© JUNGE FREIHEIT Verlag GmbH & Co.  www.jungefreiheit.de  16/12 13. April 2012

Der Flaneur
Gebräuntes Gorbitz
Josef Gottfried

Dresden, Straßenbahnhaltestelle in Gorbitz, die fehlgeschlagene Waschbeton-Utopie des sozialistischen Städtebaus. Ich warte auf die Linie 2, überall liegen Kippenreste auf dem Boden.

Vor mir steht der Hintern einer 19jährigen, sie nimmt einen letzten Zug aus ihrer Zigarette, läßt sie fallen und tritt auf den Stummel, bis er nicht mehr qualmt. Zwei Sitze neben mir sitzt ein magerer, alter, gräulicher Typ. Er ist eigentlich nur eine Fußnote.

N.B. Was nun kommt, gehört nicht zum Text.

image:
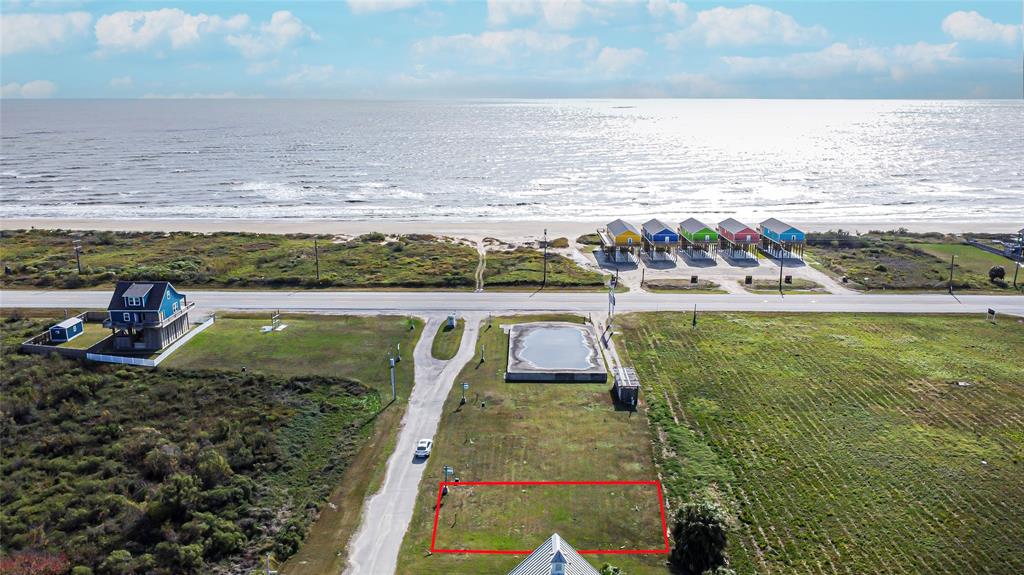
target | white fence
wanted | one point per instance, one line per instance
(155, 361)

Ich schaue wieder auf die 19jährige, von unten nach oben: neue, bunte Turnschuhe, knallenge weiße Jeans und ein violettes Shirt, das ihre weiblich-feiste Figur betont. Das Teil sitzt so eng, daß ich Riemen und Verschluß ihres BHs in ihrem Fleisch ausmachen kann.

Die künstlichen Nägel sind aufwendig mit Mustern verziert, ihre schwarz gefärbten Haare haben eine lila Strähne, sie hat weder ihr Make-up noch ihre Frisur dem Zufall überlassen. Ihre Haut ist tief braun, im April, bei ihrer deutsch wirkenden Physiognomie wird sie wohl im Solarium gewesen sein.

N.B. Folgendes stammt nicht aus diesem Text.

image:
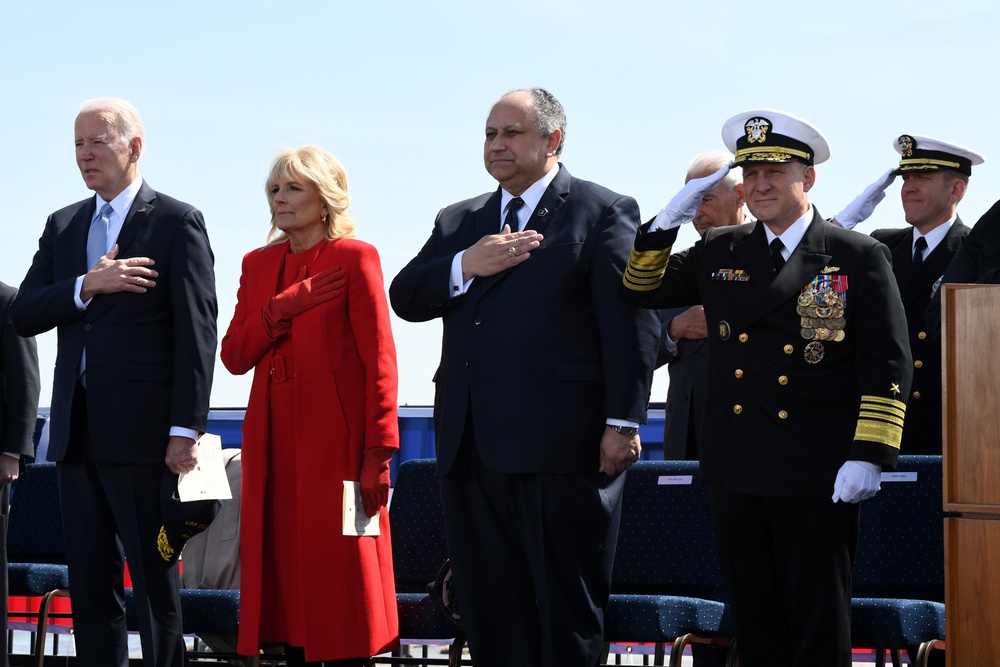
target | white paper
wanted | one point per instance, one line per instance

Ein junger Mann nähert sich der Haltestelle, er ist vielleicht 25, ebenfalls deutsch und tiefbraun wie sie. Wie fast alle jungen, gesunden Menschen in Gorbitz. Die 19jährige kennt ihn wohl, denn sie lächelt ihm zu und stolziert in seine Richtung. Ich bin auch nur eine Fußnote.

Sein enges Oberteil betont die ausgeprägte Brustmuskulatur. Er geht breitbeinig, kaut Kaugummi und schaut finster drein. Mit der karottenförmigen Jeans, der Picaldi-Baseballjacke und den raspelkurzen, zum Scheitel gegelten Haaren sieht er bullig aus.

Um den Hals trägt er eine schwere Weißgoldkette. Seine bunten Turnschuhe sind blitzblank. Sie begrüßen sich mit einer flüchtigen Umarmung und beginnen, sich über gemeinsame Bekannte zu unterhalten. Sie ist ausgesprochen weiblich, er ist ausgesprochen männlich.